Novel Watch #24: +9 pages [13/62 revised, 68.5 total]
Wooo! My revised second draft of Part 1 has reached almost 20 pages! I’m moving along at a healthy clip. Of course, it helps that I’m not changing Iggsle and Bandolor as much as I am Adrianna, and she isn’t the perspective character of Chapters 4 and 5. I kept a lot of stuff from my first draft of both of those, and did some rewriting and revision here and there throughout. On the whole, it all evened out to a rather small increase in total length of about half a page.
(Math Fun Time! I “added” 9 pages to my previous draft 2 total (that’s the +9 in the title), but my revised pages only went up by 8.5, and my complete total by .5. That adds up to 9! This concludes Math Fun Time.)
Today I worked primarily on Chapters 4 and 5, as I mentioned above.
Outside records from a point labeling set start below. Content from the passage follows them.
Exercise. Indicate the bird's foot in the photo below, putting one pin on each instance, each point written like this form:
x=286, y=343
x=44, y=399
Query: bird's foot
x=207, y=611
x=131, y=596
Chapter 4 introduces Iggsle, and I worked a bit on rewriting some of the backstory I included in my first draft. Honestly, though, I’m thinking of cutting most of that out and revealing it gradually in later chapters (or a sequel), much like the way that I let Adrianna’s traumas take a backseat to other more immediate concerns — they’ll come out stronger when the time is right (or wrong, for her). Chapter 5 is partially just some necessary explanation, but also a way to establish how Bandolor and Adrianna are going to work together (not well). Bandolor’s a bit pushy, and Adrianna doesn’t like to be pushed.
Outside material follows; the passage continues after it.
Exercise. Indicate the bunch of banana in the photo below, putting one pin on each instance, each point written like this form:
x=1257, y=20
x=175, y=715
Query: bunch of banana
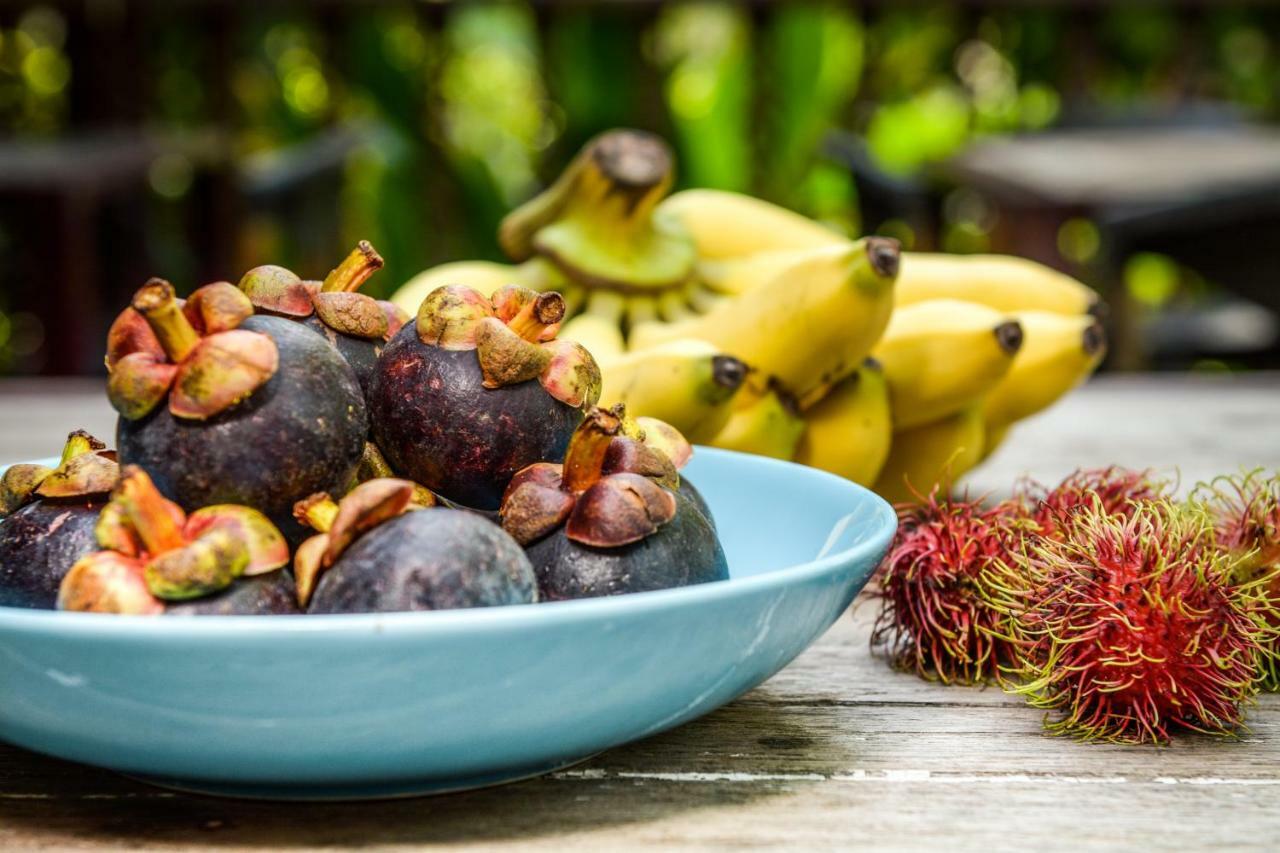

Here’s a clip from Iggsle’s intro (yes, his surname is Potter — that’s what his father was):
Iggsle Potter was a man of patience, born as wild of a child as ever there was. As a youth, he railed against his father’s authority at the slightest provocation, blundered his way in and out of trouble, ended up in a gang of highway bandits, and generally disappointed his father in every way possible. His father fancied himself a man of the upper classes though only a poor potter, claimed literacy despite barely knowing half the alphabet, and imagined himself cultured when he had no ear for music and poetry, no eye for art, and no tongue for delicacies.